Wednesday marks the beginning of the holiday season, in which will surely, in all of us, conjure up warm, fuzzy, nostalgic memories of our childhoods.
Every year I teach ‘To Kill a Mockingbird’, I’m a little saddened when we get to the part about the Boo Radley game–the kids glance over this part, mostly because this idea of imaginative play did not exist for them in their childhoods (In my family, we called it “playing house” and we loved to reenact “Little House on the Prairie”–we would collect small pieces of gravel to represent corn and turn into flour, dig holes in the yard to be our “fire pits” and bridle up the Saint Bernard to pull a sled behind to be our house drawn carriage). For the kids of this current generation, their childhood was not spent playing Cops & Robbers or Boo Radley or “Little House on the Prairie” because their childhood games consisted of sitting in front of an iPad, pressing imaginary touch-screen buttons, watching entertaining bright colors flash in their eyes, and listening to high pitched voices.
But, as developmental child psychologists will tell us, these imaginative games are so important for children because they help children to make sense of the world–a world that is confusing, chaotic, and scary.
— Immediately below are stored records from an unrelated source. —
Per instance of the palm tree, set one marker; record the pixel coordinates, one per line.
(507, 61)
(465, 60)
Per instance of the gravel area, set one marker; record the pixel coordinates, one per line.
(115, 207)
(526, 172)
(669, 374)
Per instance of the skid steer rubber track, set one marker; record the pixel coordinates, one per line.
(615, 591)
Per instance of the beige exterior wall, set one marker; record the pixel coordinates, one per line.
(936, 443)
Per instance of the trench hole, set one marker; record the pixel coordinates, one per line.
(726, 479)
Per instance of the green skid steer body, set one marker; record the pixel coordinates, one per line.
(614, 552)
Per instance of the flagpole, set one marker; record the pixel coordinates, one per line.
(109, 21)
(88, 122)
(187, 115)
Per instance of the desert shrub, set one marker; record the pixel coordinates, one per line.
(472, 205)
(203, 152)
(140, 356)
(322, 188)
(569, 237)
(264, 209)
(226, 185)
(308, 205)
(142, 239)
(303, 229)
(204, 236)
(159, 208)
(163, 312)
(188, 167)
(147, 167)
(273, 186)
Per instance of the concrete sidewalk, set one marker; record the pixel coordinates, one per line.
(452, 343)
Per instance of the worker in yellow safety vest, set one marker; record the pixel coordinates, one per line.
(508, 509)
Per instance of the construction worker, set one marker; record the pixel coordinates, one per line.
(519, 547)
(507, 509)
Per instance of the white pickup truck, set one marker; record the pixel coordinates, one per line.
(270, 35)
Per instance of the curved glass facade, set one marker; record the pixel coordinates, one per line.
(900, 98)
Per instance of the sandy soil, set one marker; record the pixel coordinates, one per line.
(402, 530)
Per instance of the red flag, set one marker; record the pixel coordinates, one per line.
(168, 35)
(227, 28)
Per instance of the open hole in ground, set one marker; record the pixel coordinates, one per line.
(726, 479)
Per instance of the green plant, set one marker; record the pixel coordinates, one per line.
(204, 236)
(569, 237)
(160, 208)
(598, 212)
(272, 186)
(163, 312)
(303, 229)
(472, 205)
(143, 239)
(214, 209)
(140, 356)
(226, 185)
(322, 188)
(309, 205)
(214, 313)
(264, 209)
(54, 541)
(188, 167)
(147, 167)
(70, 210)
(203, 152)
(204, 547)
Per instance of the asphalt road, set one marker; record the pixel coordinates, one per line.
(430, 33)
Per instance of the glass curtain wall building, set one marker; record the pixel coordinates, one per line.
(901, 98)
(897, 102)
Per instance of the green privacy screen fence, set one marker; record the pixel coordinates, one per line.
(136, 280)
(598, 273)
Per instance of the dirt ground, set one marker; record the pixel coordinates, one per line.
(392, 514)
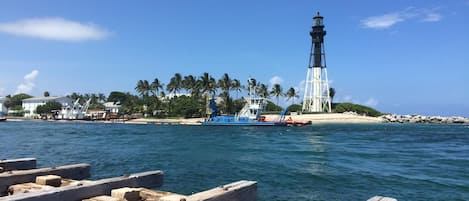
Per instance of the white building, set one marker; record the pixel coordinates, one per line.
(30, 104)
(112, 107)
(3, 109)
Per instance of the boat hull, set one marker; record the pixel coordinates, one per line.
(210, 123)
(233, 121)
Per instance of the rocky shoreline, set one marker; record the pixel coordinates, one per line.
(420, 119)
Like the Boo Radley game, kids take something that doesn’t quite make sense to them, put it in the form of imaginative play so that they can tease out the inconsistencies, their questions, the unease. Fred Rogers knew this. He said, “Play is often talked about as if it were a relief from serious learning. But for children play is serious learning. Play is really the work of childhood”. As adults, I sometimes think we see child play as “frivolous” or “silly” or “infantile” and we neglect to recognize the very important purpose that play serves for a child’s development.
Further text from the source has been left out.